N. explained how the Israel Defence Force, the Internal Security Force and the Mossad all have clearly delineated roles and how they co-operate in emergencies. She also showed us the names of the fallen from all of Israel’s intelligence organizations which are inscribed on the wall of a commemorative labyrinth, built to look like the human brain. N. shared with us how each individual on that wall made their own vital contribution to the country’s security. Over 700 names appear and their actions are documented in albums, films and files created in co-operation with their families and available for viewing in the centre’s library. However, there are still some names that are classified even after death and do not appear. Memorial services are held throughout the year and the centre has a small synagogue which has in it a one hundred and fifty year old Syrian Torah scroll, one of many rescued from that country.
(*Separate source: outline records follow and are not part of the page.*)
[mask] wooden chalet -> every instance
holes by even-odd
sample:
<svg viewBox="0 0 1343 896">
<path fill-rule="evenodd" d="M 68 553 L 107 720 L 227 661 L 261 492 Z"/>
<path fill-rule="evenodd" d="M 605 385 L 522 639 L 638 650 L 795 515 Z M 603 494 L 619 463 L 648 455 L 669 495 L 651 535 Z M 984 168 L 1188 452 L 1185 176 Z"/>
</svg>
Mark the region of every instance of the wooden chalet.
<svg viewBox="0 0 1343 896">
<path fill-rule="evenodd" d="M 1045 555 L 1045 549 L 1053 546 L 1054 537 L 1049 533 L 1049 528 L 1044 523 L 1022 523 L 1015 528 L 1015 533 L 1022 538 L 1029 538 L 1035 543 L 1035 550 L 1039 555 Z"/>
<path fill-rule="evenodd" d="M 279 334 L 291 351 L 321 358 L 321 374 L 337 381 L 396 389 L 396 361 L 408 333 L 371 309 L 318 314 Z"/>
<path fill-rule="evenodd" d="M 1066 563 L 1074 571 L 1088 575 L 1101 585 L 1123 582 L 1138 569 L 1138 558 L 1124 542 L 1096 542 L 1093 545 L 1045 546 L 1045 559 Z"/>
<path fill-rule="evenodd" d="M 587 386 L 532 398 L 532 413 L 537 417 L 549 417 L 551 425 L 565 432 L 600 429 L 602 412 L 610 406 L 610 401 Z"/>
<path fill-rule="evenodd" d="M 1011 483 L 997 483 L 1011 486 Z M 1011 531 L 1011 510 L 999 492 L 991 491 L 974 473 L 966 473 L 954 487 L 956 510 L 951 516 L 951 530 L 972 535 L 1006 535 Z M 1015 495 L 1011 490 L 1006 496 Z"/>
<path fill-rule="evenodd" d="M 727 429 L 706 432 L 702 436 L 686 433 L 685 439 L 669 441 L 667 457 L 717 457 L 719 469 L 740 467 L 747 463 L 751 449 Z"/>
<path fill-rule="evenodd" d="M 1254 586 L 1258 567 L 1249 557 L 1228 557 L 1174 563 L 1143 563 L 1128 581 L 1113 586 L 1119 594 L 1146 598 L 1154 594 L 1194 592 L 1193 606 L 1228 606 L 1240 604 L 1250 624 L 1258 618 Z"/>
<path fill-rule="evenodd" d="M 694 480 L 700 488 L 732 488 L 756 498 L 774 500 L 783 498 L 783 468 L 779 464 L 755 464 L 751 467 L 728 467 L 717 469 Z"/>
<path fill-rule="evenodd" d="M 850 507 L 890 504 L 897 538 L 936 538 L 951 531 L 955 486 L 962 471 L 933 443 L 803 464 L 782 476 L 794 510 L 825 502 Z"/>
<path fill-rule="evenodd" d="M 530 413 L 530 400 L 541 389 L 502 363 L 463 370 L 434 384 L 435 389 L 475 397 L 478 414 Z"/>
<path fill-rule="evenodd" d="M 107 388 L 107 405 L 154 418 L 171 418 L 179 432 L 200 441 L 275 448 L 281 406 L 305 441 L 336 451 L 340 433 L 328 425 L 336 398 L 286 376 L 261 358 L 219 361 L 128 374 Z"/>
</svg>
N. talked about the Mossad’s part in helping Jews to come to Israel from countries with which we have no diplomatic relations. She related how sometimes the prospective immigrants would be taken out to sea where they would meet up with Israeli boats. On one such occasion the Israelis waited for two hours at the agreed rendezvous, but no-one showed up. Eventually they left and went back to base. A few hours later they received a message that the people had now arrived but there was no-one there to greet them. Zvi Zamir, the head of the Mossad (1968-74) at the time, said he would go to fetch them. As chief of the organization he was given an impressive Dabur (‘hornet’) patrol boat to sail in rather than the usual Zodiac (souped-up dinghy) and arrived to see a small fishing boat with a rather shell-shocked family aboard. He greeted them in Arabic, but they did not respond, then he switched to French and after that Hebrew, but was rewarded with the same blank faces. In the end, the secular Zamir threw his hands in the air and declaimed loudly “Shema Yisrael Adonai Elokainu Adonai Ehad” (Hear O Israel the Lord our G-d the Lord is One). The people burst into huge smiles and a visibly moved Zvi Zamir welcomed them into his boat and brought them on the final stage of their clandestine journey. Throughout its history the Mossad has been involved in bringing Jews to Israel and according to N. has tripled the population of the country by making it possible for different groups of Jewish refugees to immigrate.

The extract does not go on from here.